True Colors
Doris Mortman. Crown Publishers, $24 (553pp) ISBN 978-0-517-59262-5
Despite a slow start, inventory-like descriptions and some unbelievable plot pivots in its first half, Mortman's fourth novel (after The Wild Rose) winds up spinning an intricate, compelling and romantic story of undone loyalties and unearthed secrets. Isabelle de Luna and Nina Duran are raised as sisters by a kind, struggling couple, who own a hotel and an art gallery in Santa Fe. The Durans took in Nina as a foundling and, a decade later, in 1963, opened their arms to Isabelle, seven, who had just witnessed the rape-murder of her mother, a wealthy Spanish artist, and the arrest of her father for the crime.
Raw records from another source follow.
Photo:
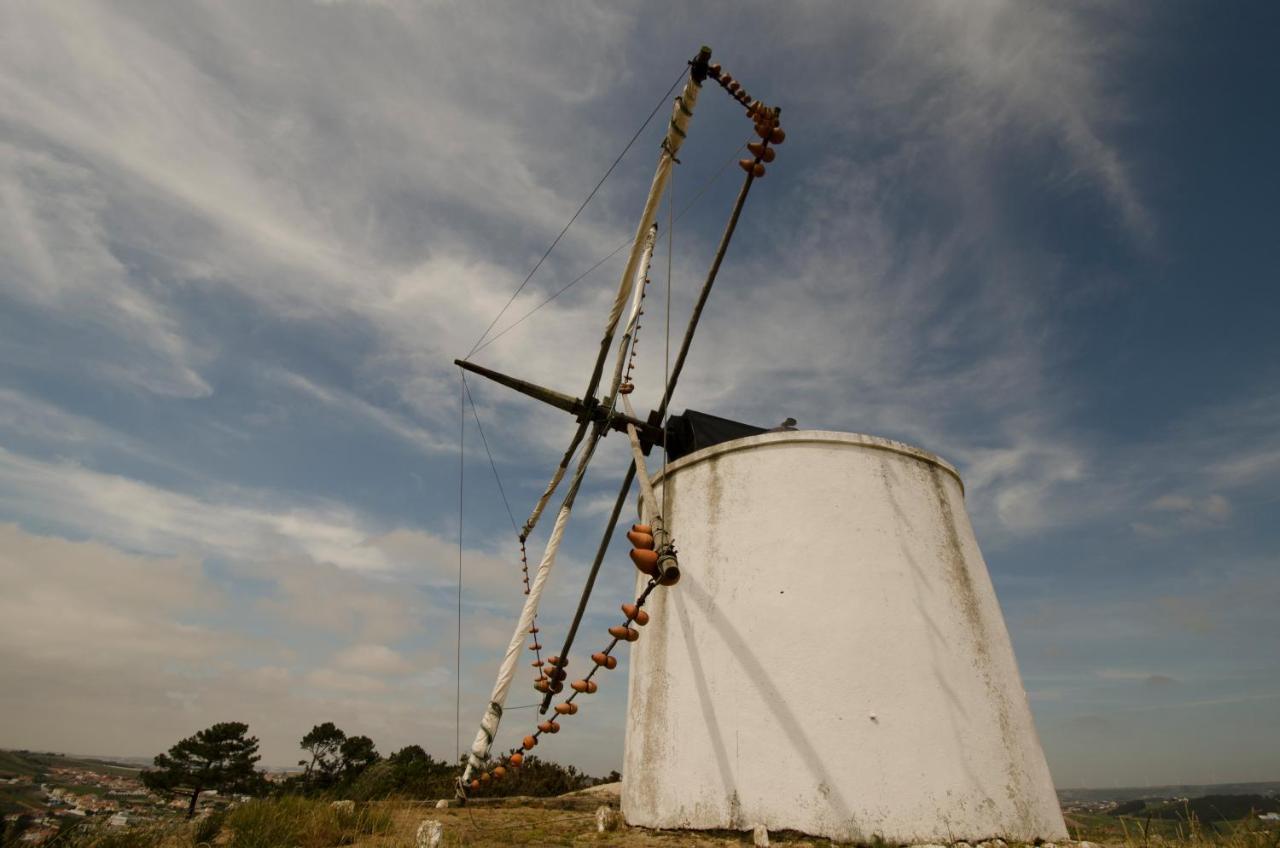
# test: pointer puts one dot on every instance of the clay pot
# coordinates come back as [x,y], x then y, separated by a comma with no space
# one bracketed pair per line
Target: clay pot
[626,634]
[643,541]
Years later, Nina discovers the true circumstances of her adoption by the Durans and, in a credulity-stretching development, leaves Santa Fe for New York, creating a new identity and severing all past ties. Meanwhile, Isabelle has assuaged her grief over her parents' deaths through her art, evolving into the ``most sensual, accessible artist since Georgia O'Keeffe.'' Nina and Isabelle cross paths repeatedly, if not amiably, with Nina's ascendance as a society reporter allowing her to perform hatchet jobs on her sister, whose artistic success she envies. The entanglements of both women with assorted men propel the story to its dizzying, satisfying conclusion, in which Nina comes to terms with her origins and Isabelle recovers the memory of her mother's true killer, so that each can be free to love. Major ad/promo; Literary Guild and Doubleday Book Club selection; available in large-print edition from Random House ($23, ISBN 0-679-76034-2); author tour.